Let's take one more example, an array of users, and freeze it.

const users = [
  { username: 'obiwan', email: '' },
  { username: 'yoda', email: '' }


// This will fail with TypeError: Cannot add property 2, object is not extensible
users.push({ username: 'chewbacca', email: '' });

Ben Kenobi?

To protect his identity, let's change Obi-Wan's username to ben (the Empire will surely think the last name is a coincidence):

users[0].username = 'ben';
console.log(users[0]); // { username: 'ben', email: '' }

No error was thrown, and when we check the user object, it was updated (so it did not fail silently as we discussed above!)

What happened? Isn't the array frozen? Indeed it is, the individual items in the array are not. To achieve this, we need to freeze every item in the array:

  const users = [
    { username: 'obiwan', email: '' },
    { username: 'yoda', email: '' }

users.forEach(user => Object.freeze(user));

// Change Obi-Wan's name.
users[0].username = 'ben';

// No error, let's check the object
console.log(users[0]); // { username: 'obiwan', email: '' }

Now that we've frozen each object in the array, we get the desired outcome. Array items can't be added, removed, or modified.

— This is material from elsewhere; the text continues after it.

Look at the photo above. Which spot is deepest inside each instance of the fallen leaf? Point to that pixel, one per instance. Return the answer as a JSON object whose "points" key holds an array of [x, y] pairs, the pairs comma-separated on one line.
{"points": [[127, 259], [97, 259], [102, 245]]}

If we ran the same above code in strict mode, it would fail with an error:

TypeError: Cannot assign to read only property 'username' of object '#<Object>'

Recursively freezing objects

At any given level, Object.freeze will only freeze the top-level properties. For deeply nested objects, you will need to traverse all the way down and freeze at each level.

Fortunately, there is a simple package called deep-freeze that will do this in a single function call:

  import deepFreeze from 'deep-freeze';

const users = [
  { username: 'obiwan', email: '' },
  { username: 'yoda', email: '' }


This will freeze the array as well as all the objects in it. If those objects had nested object properties, those would be frozen as well. Since we are in an ES module (we're using import), this automatically puts us in strict mode, so attempting to change Obi-Wan's username will throw an error.


  • const marks a reference as constant; it cannot be reassigned. However, the object pointed to by the const can be mutated.
  • To make an object truly unmodifiable, you will need to freeze it.
  • Object.freeze does not recurse into nested properties, but the deep-freeze package will.

Now you can crush this question on your next job interview!